One year later, Groce’s Bobcats are in the early stages of scripting a similar story. The 13th-seeded Bobcats beat 12th-seeded South Florida, 62-56, on Sunday to advance to the Sweet 16, marking the first time the school from Athens has won two tournament games since 1964.
The Bobcats advanced to a Midwest Region semifinal game against top-seeded North Carolina, which might be without star point guard Kendall Marshall, who injured his wrist in Sunday’s win over Creighton.
“I’m close with Kendall. I am going to shoot him a text,” Ohio guard Stevie Taylor said. “I don’t want to see anyone hurt. I’d rather he be out there.”
Ohio (29-7) has beaten two power-conference teams defined by different styles. After hanging on to edge Michigan, one of the nation’s best three-point shooting teams, the Bobcats managed enough scoring to outlast a South Florida team that relies on length and athleticism to stifle teams with defense and a deliberate tempo.

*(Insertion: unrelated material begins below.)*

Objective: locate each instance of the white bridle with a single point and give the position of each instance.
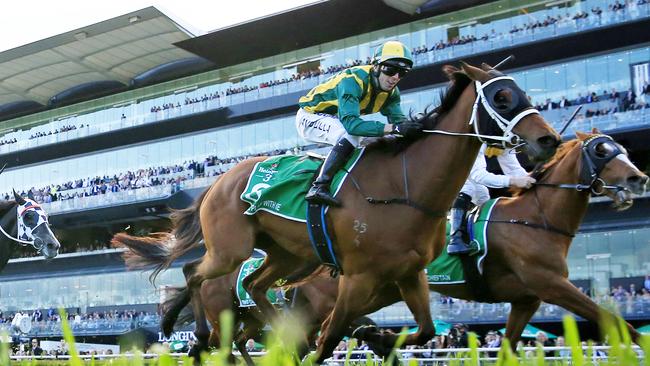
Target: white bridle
(25, 236)
(509, 138)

The Bobcats countered South Florida’s height with aggressive on-ball defense by Taylor, hot shooting by Walter Offutt (21 points) and, in the end, a clutch basket by leading scorer D.J. Cooper, who scored 19 on Sunday. With 1 minute 35 seconds to play, Cooper sank a 12-foot jump shot as the shot clock wound down to push the lead to seven points and rouse Ohio fans from their seats.
In four seasons under Groce, Ohio has gone 62-19 when holding teams to fewer than 70 points, and the Bulls (22-14) did not come close to reaching that threshold.

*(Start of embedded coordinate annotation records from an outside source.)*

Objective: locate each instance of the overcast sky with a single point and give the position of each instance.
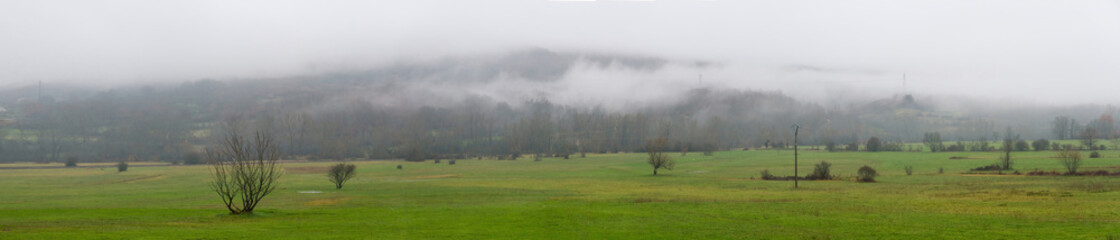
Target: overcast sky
(1065, 52)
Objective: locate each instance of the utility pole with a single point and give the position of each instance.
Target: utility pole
(795, 128)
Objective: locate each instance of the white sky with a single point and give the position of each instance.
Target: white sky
(1055, 51)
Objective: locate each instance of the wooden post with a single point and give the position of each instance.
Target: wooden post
(795, 128)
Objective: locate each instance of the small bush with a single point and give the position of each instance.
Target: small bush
(192, 158)
(821, 172)
(71, 162)
(1071, 159)
(767, 175)
(866, 174)
(341, 173)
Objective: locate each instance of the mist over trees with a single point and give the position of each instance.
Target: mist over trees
(383, 113)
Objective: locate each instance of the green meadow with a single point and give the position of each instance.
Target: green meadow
(602, 196)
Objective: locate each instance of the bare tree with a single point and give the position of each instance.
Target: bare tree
(1071, 159)
(343, 172)
(244, 171)
(658, 156)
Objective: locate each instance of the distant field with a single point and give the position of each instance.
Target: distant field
(602, 196)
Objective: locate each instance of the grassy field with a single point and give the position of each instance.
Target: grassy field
(602, 196)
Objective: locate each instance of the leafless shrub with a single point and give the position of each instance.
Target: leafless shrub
(244, 171)
(341, 173)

South Florida, meantime, had held its previous 12 opponents to fewer than 60 points before Ohio eclipsed that mark in the final minute Sunday.
“They are as good defensively as any team we have played this year,” Groce said. “The start of the second half, I thought that was the key. We were able to make some shots.”

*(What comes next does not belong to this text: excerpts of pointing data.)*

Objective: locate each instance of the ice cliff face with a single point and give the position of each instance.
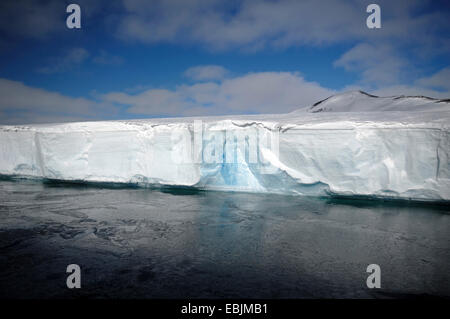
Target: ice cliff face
(349, 144)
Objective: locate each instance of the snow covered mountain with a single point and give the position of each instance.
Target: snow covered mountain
(359, 101)
(351, 144)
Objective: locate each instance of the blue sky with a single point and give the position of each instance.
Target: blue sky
(137, 59)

The Bulls had never won an NCAA tournament game before beating California in this season’s opening-round game in Dayton. The Bulls then rallied to beat Temple on Friday after shooting just 11 percent in the first half.
Early on against Ohio, South Florida found offensive success by leaning on forward Gus Gilchrist, the well-chronicled 6-foot-10 senior from Clinton who had signed with three schools during his winding basketball career. After asking out of his letter-of-intent with Virginia Tech, Gilchrist signed with Maryland in November 2007.
But after it was learned that Gilchrist’s personal trainer would not be considered for a strength-coach position at Maryland, Gilchrist left and wound up at South Florida — along with his personal trainer.
Gilchrist scored eight first-half points Sunday, making 3 of 4 field-goal attempts against the shorter Bobcats. With an average height of nearly 78 inches, the Bulls are one of the nation’s tallest teams. They exploited Ohio’s lack of size by scoring 16 of their 27 first-half points in the paint.
Most of those baskets came by way of dunks or layups by interior players. After a 10-0 South Florida run gave the Bulls a four-point advantage, Ohio turned to an even smaller group, playing a lineup that included just one player taller than 6-6.
The Bulls held the Bobcats without a field goal for nearly nine minutes as the pace grew more deliberate. South Florida led by six points at halftime despite making 1 of 9 shots from three-point range.
But the Bobcats found enough resolve in the second half to secure the victory, much like another mid-major program Groce had his eye on throughout last year’s NCAA tournament.
“This is a big win for our program,” Groce said. “I am happy for Athens; it is a special place. Our guys played with such an extraordinary toughness.”